Hierzu gehört, dass die Eltern umfassend über ihre gesetzlichen Mitwirkungsrechte informiert werden. Eltern sind so gesehen Kunden, deren Wünsche und Bedürfnisse ernst genommen werden; ihre Zufriedenheit ist für uns ein wesentlicher Maßstab für die Qualität der Arbeit in unserer Kindertageseinrichtung. Es ist selbstverständlich, dass die Eltern bei der Erstellung und Weiterentwicklung der pädagogischen Konzeption der Einrichtung ihren Interessen und Möglichkeiten entsprechend an der Ausgestaltung der pädagogischen Arbeit beteiligt werden. Sie erhalten rechtzeitig alle Informationen über wesentliche Veränderungen der Arbeit der Einrichtung.

Die Mitarbeiter/innen stärken und unterstützen die Eltern partnerschaftlich in ihrer Erziehungskompetenz durch Information und Beratung. Hierbei ist es unser Ziel, den Eltern Anregungen und Hilfestellung zu geben, die der jeweiligen pädagogischen Fragestellung bzw. dem jeweiligen Problem angemessen sind. Dies geschieht in vielfältiger Form, wie etwa durch vertrauensvolle Gespräche in der Einrichtung, Hospitationen von Eltern in der Kindertageseinrichtung, Elternabende mit pädagogischen Schwerpunkten. Hierzu gehört auch die Beratung und Vermittlung anderer Dienste und Institutionen im Gemeinwesen.

Da sich das Angebot von Tageseinrichtungen für Kinder der AWO auch an Familien mit Migrationshintergrund richtet, ist es selbstverständlich, dass Probleme in der sprachlichen Verständigung mit Eltern berücksichtigt werden. Hierzu gehören bei Bedarf Informationsveranstaltungen in der Herkunftssprache und entsprechende Materialien.

Vernetzung im Gemeinwesen

Kindheit spielt sich heute zunehmend in isolierten und gestalteten Erfahrungsräumen ab. Dabei haben Kinder immer weniger die Möglichkeit, Primärerfahrungen außerhalb ihrer geschützten Räume zu machen. Daher ist es für die AWO-Tageseinrichtung für Kinder selbstverständlich, dass sie das örtliche Gemeinwesen als Ort für lebensnahes Lernen in den Alltagsprozess einbeziehen.

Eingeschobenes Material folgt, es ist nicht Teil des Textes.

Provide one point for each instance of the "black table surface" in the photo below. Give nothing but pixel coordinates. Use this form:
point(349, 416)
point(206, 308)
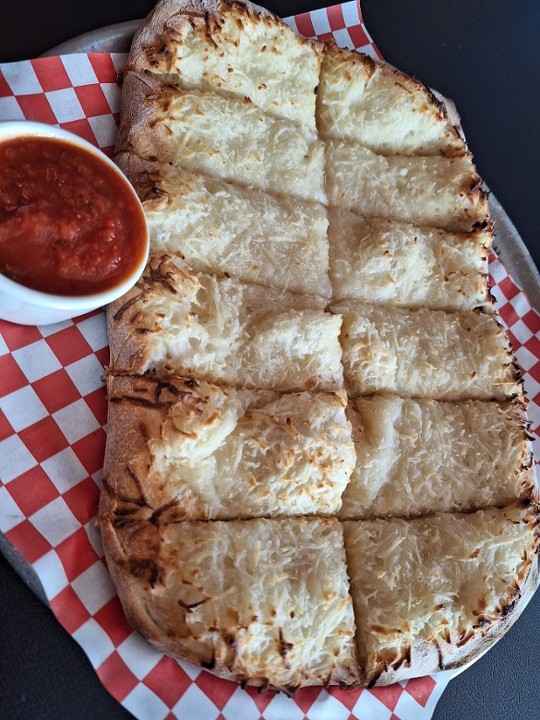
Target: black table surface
point(485, 55)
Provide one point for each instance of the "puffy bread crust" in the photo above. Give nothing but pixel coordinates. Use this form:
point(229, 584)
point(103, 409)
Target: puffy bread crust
point(416, 457)
point(219, 136)
point(264, 602)
point(221, 330)
point(426, 353)
point(234, 48)
point(366, 101)
point(405, 265)
point(231, 231)
point(196, 451)
point(442, 192)
point(434, 593)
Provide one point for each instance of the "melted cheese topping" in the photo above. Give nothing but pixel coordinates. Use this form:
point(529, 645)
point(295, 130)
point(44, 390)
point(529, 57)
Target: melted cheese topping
point(419, 457)
point(353, 101)
point(437, 580)
point(221, 330)
point(405, 265)
point(268, 600)
point(227, 230)
point(222, 453)
point(438, 191)
point(425, 353)
point(225, 137)
point(237, 53)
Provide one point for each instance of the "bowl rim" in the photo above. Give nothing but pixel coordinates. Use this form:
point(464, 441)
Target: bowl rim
point(11, 129)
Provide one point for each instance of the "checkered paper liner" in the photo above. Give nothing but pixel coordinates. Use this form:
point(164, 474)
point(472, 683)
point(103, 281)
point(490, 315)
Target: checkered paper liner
point(53, 430)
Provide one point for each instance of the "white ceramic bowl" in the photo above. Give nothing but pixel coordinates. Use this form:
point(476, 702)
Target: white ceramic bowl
point(23, 305)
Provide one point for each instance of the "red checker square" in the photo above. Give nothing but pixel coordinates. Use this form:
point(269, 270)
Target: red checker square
point(116, 676)
point(261, 698)
point(533, 346)
point(69, 345)
point(358, 35)
point(5, 428)
point(5, 90)
point(82, 129)
point(69, 609)
point(56, 390)
point(508, 314)
point(91, 450)
point(76, 554)
point(43, 438)
point(532, 321)
point(17, 336)
point(51, 73)
point(103, 66)
point(97, 402)
point(304, 25)
point(168, 681)
point(111, 618)
point(335, 17)
point(83, 500)
point(36, 107)
point(219, 691)
point(305, 697)
point(508, 288)
point(93, 100)
point(32, 490)
point(11, 376)
point(28, 540)
point(420, 689)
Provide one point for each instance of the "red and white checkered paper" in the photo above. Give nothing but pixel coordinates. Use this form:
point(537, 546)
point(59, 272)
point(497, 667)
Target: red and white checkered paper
point(53, 430)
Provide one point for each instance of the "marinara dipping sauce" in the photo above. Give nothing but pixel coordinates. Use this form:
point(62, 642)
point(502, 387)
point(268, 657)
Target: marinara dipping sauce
point(68, 223)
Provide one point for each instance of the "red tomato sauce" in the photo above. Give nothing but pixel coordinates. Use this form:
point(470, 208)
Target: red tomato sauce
point(68, 225)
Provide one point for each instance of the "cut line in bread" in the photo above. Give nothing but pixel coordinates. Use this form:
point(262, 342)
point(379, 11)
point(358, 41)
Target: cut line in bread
point(441, 192)
point(363, 100)
point(190, 450)
point(224, 137)
point(264, 602)
point(405, 265)
point(426, 353)
point(231, 231)
point(178, 322)
point(431, 593)
point(231, 48)
point(417, 457)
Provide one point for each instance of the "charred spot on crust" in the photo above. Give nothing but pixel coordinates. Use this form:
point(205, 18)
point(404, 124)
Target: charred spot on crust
point(209, 664)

Im Rahmen von Projekten lernen Kinder verschiedene Arbeitswelten, soziale Institutionen und auch kulturelle Einrichtungen kennen, etwa durch Besuche von Handwerksbetrieben, Seniorenzentren, Büchereien, Feuerwehr oder Polizei.

Darüber hinaus ist die Beteiligung der Tageseinrichtungen an Gemeinwesen orientierten Aktionen wie Straßenfesten oder ähnlichen Projekten genau so üblich wie die Einbeziehung von Vereinen oder Funktionsträgern aus dem Gemeinwesen in den Alltag der Tageseinrichtung.

Zusammenarbeit mit Grundschulen

Um den Kindern einen möglichst optimalen Übergang von der Tageseinrichtung in die Grundschule zu ermöglichen, kommt der Vorbereitung der Kinder sowie einer Kooperation mit Grundschulen eine besondere Bedeutung zu.

Insbesondere im letzten Kindergartenjahr vor der Einschulung werden die Kinder im Rahmen von Projekten und Angeboten auf diesen neuen Lebensabschnitt vorbereitet.

Zwischen unser Tageseinrichtung für Kinder und den Grundschulen vor Ort findet einregelmäßiger Austausch statt. Konzeptionelle Inhalte und pädagogische Zielsetzungen werden durch verschiedene Formen der Zusammenarbeit, wie etwa Hospitationen, Arbeitskreise, Besuche, Teilnahme an Elternabenden und gemeinsame Projekte, geregelt.

Um den Kindern Verunsicherungen und Brüche beim Übergang zu ersparen, werden gemeinsame Gespräche zwischen Erzieher/innen, Lehrer/innen und Erziehungsberechtigten angestrebt.

Zusammenarbeit mit Fachdiensten

Um fachgerechte, umfassende und Kind spezifische Förderungen und eine individuellerforderliche Unterstützung zu gewährleisten, arbeiten die Tageseinrichtungen in Absprache mit den Erziehungsberechtigten mit örtlichen und überörtlichen Fachdiensten im Lebensumfeld des Kindes zusammen. Dazu zählen beispielsweise Erziehungsberatungsstellen, Ärzt/innen, Frühförderstellen, Therapeut/innen und Behörden, wie das Jugendamt (insbesondere der Allgemeine Soziale Dienst) und das Gesundheitsamt.